Just as Detroit's Justin Verlander and Coco Crisp of Oakland did on the field for Monday's workout day ahead of their teams' Game 3 in the AL division series Tuesday. The Tigers lead 2-0 and are one win from advancing to a second straight AL championship series.
Leyland says reliever Al Alburquerque meant no ill will toward the Athletics when he fielded Yoenis Cespedes' ninth-inning comebacker and quickly kissed the ball before throwing to first. Yet the manager disagreed with the display.
"Everybody always says I'm from the old school, so I'd have probably hugged it first," Leyland joked. "I don't think it was the right thing to do. I will sit here today and I will not try to defend it. I will say that I can assure everybody, including the Oakland A's, Al Alburquerque did nothing intentionally to offend the Oakland A's. A lot of emotion is shown in different ways in the game anymore. You see a lot of different variations of personal celebrations as well as team celebrations.
"It wasn't a smart thing to do, but I can honestly tell you that there is no way that Al Alburquerque or any members of the Detroit Tigers would ever do anything intentionally to offend another team. It just would not happen," Leyland said.

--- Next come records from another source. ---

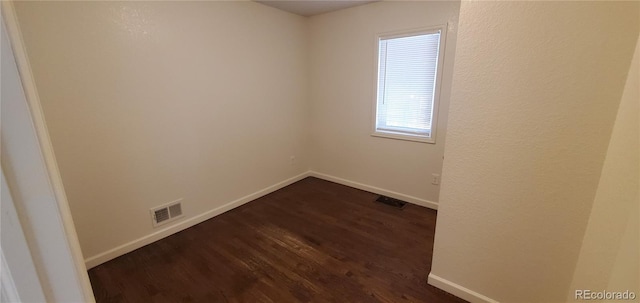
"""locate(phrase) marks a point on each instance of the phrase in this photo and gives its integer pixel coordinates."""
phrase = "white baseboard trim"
(140, 242)
(377, 190)
(457, 290)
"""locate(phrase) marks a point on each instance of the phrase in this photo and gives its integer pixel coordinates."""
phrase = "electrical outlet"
(435, 179)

As upstart Oakland returned home hoping to pull off another improbable sweep like the one against Texas last week to capture the AL West crown, that smooch was still plenty talked about in both clubhouses.
Alburquerque, a former Tulsa Driller, said he did speak to his teammates and that they knew his gesture was "within the emotion of the game."
"I respect Cespedes, and I didn't do it out of disrespect," the pitcher said. "I was just excited to get the out."
Still, that didn't mean the Tigers weren't surprised by it.
"I said, 'Did I see what I just saw?'" catcher Gerald Laird said.
Cespedes was eager to get to his baseball work Monday, saying: "That's his problem. It doesn't bother me. It was his turn to win. Someday it will be my turn."
Even though everybody realized full well they should be focused on the game itself.
"I know him, so I know he didn't mean much by it," injured A's third baseman and former Tiger Brandon Inge said. "But I'm sure he's going to regret it."